Kesimpulan : Jenis kelamin wanita, usia, alergi serbuk sari dan hewan peliharaan,
tidak mendapatkan pengobatan asma karena biaya, dan merokok setiap hari,
merupakan hal-hal independen yang terkait dengan keparahan asma.
Kata Kunci : Asma, perawatan primer, tingkat keparahan asma, jenis kelamin
1
Latar Belakang
Asma merupakan suatu penyakit kronis umumnya terjadi pada orang dari
segala usia. Mayoritas pasien remaja dan dewasa dengan asma di Swedia dirawat
di pusat pelayanan kesehatan primer.1 The Global Initiative for Asma (GINA)
adalah seperangkat pedoman internasional untuk perawatan dan pengelolaan
asma.2 Rekomendasi Swedia mirip dengan GINA menyiratkan awal pengobatan
dengan inhaled corticosteroid (ICS) dan menambahkan long acting beta-2 agonis
(LABA) dengan kortikosteroid inhalasi dosis rendah atau menengah pada asma
tidak terkontrol.3 Leukotriene receptor antagonist (LTRA) hanya
direkomendasikan untuk tambahan pengobatan dengan ICS dalam pedoman
Swedia.
Menurut beberapa studi internasional, kepatuhan terhadap pengobatan
yang diresepkan masih rendah.4 Salah satu alasan di Swedia yaitu biaya
pengobatan asma yang menjadi tinggi, terlepas dari adanya sistem penggantian.

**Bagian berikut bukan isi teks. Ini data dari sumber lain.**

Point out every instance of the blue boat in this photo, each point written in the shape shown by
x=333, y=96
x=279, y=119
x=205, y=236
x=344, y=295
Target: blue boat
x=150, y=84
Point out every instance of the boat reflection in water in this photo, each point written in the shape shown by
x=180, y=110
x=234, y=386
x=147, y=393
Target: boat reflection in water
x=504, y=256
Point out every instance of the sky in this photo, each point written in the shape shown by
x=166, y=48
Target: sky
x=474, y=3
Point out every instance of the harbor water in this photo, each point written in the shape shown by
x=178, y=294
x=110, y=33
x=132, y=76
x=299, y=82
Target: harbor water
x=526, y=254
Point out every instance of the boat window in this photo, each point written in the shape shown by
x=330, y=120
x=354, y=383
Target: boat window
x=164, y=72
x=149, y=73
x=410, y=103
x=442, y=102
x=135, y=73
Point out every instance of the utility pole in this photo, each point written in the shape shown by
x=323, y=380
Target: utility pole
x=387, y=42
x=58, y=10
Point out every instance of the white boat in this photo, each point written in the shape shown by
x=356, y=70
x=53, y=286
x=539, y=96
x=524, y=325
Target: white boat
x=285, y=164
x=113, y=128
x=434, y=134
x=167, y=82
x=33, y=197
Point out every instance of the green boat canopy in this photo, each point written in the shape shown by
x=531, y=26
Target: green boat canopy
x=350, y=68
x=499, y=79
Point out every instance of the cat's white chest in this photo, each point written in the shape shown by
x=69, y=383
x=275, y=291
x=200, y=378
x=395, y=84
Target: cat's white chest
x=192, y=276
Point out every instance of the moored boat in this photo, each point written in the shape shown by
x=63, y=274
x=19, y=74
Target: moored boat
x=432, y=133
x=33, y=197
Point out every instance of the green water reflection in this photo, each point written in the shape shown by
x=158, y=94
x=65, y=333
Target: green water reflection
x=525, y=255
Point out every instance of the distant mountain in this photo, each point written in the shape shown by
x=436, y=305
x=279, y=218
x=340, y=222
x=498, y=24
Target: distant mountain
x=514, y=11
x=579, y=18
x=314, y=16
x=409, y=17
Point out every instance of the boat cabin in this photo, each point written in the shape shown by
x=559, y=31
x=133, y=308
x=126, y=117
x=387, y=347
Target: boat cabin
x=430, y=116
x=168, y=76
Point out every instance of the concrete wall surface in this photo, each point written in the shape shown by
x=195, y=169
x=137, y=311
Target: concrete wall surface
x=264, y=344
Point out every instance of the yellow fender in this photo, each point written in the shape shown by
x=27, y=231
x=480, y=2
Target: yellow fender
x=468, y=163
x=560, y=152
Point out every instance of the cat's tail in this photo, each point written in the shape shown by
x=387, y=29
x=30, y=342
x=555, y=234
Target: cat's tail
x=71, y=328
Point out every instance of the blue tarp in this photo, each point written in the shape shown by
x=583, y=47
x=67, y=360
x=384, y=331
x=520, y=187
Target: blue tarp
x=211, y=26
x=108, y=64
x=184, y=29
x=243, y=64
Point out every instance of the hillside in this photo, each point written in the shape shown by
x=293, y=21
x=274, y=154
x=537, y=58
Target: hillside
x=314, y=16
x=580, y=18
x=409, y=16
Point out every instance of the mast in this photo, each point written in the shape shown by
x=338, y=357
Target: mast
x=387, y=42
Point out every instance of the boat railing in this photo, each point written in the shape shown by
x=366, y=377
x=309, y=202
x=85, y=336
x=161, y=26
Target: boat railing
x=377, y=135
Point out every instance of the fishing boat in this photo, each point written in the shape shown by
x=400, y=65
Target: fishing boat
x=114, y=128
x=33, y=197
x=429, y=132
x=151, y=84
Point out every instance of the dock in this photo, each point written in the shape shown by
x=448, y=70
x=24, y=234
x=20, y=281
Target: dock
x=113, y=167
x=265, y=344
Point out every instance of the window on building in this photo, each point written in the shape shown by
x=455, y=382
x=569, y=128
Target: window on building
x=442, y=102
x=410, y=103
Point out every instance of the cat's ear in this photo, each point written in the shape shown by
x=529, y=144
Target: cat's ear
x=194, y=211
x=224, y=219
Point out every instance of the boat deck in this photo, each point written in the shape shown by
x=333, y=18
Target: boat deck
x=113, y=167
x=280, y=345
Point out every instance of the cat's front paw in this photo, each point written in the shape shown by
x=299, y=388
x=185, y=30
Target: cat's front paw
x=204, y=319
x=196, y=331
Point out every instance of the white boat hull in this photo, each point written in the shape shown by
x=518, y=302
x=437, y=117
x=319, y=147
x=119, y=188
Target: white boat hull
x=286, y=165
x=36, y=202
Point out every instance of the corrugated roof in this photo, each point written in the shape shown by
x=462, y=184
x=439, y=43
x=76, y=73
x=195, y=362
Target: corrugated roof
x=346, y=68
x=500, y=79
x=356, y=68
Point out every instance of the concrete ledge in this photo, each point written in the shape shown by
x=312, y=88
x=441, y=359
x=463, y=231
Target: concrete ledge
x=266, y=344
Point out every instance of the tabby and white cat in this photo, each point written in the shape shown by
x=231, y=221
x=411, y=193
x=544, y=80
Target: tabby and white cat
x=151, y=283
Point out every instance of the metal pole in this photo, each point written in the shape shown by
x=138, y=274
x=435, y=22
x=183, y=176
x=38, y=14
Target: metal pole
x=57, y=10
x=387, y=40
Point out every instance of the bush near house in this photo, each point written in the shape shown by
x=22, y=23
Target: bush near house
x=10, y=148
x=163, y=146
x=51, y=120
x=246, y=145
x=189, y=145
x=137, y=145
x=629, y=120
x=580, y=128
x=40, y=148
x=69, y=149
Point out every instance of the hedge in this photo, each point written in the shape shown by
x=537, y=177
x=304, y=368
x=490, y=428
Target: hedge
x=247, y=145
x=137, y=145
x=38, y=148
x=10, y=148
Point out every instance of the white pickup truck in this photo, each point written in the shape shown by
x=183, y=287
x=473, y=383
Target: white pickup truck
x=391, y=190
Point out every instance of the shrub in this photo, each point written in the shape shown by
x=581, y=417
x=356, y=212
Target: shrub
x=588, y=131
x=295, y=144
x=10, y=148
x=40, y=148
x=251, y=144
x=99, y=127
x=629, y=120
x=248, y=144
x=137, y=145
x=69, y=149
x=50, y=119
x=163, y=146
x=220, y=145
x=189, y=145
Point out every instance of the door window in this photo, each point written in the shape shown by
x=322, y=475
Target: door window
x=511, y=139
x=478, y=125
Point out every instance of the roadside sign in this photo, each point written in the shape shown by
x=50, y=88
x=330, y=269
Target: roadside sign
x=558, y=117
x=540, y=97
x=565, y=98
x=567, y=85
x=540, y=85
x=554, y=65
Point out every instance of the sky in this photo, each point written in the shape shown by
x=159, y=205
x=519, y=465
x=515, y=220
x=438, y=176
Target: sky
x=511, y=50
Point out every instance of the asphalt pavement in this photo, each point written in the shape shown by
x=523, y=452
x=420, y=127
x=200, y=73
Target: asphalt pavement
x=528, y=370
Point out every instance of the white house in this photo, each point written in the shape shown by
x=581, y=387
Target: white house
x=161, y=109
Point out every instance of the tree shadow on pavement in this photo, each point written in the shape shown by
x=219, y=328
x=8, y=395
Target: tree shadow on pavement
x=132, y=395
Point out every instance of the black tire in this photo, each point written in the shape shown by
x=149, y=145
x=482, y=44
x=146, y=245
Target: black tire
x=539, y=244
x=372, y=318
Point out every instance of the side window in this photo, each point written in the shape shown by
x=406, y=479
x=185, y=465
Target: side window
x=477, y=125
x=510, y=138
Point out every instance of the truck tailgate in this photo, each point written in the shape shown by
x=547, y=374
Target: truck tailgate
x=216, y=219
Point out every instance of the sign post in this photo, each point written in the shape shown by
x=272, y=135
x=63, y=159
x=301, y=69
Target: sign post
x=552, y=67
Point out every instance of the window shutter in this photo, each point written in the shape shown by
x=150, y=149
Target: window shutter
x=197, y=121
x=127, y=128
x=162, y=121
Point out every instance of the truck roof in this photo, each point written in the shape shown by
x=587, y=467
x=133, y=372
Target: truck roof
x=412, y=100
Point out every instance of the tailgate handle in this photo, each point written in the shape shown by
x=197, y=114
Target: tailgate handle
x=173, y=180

Belum diketahui apakah hal ini akan berpengaruh terhadap tingkat keparahan
asma.
Untuk menilai tingkat keparahan dalam perawatan asma sehari-hari
digunakan berbagai pedoman dan telah digunakan sebagai faktor prognostik.5
Pedoman GINA mengusulkan empat tingkat keparahan pada pasien dengan
pengobatan asma : intermiten, persisten ringan, persisten sedang, dan persisten
berat. Tingkat keparahan ini didasarkan pada pengobatan, gejala, eksaserbasi, dan
fungsi paru. Klasifikasi ini telah digunakan dalam pembelajaran didunia
kedokteran lainnya.6
Terdapat indikasi perbedaan jenis kelamin pada pasien asma dan asma
berat didominasi oleh wanita.6 Namun, faktor lain yang mempengaruhi tingkat
keparahan pada pasien asma dalam perawatan primer belum diteliti lebih lanjut.
Tujuan dari penelitian ini adalah untuk mengidentifikasi faktor-faktor yang
berhubungan dengan tingkat keparahan asma dalam pengaturan perawatan primer.
2
Pasien dan Metode
Sampel
Pada tahap pertama dari penelitian ini, organisasi perawatan asma di pusat
pelayanan kesehatan primer menyelidiki di Uppsala-O¨rebro, wilayah pusat
Swedia.7 Dari total 238 pusat pelayanan kesehatan primer, 16% memiliki klinik
asma lengkap, 37% memiliki klinik asma yang tidak lengkap dan 47% tidak
memiliki klinik asma seperti yang didefinisikan oleh Swedia Respiratory Group
mengenai Primary Care.
Pada tahap kedua, 28 pusat pelayanan kesehatan primer dengan daerah
tangkapan kurang dari 3000 jiwa (dan umumnya tidak ada klinik asma)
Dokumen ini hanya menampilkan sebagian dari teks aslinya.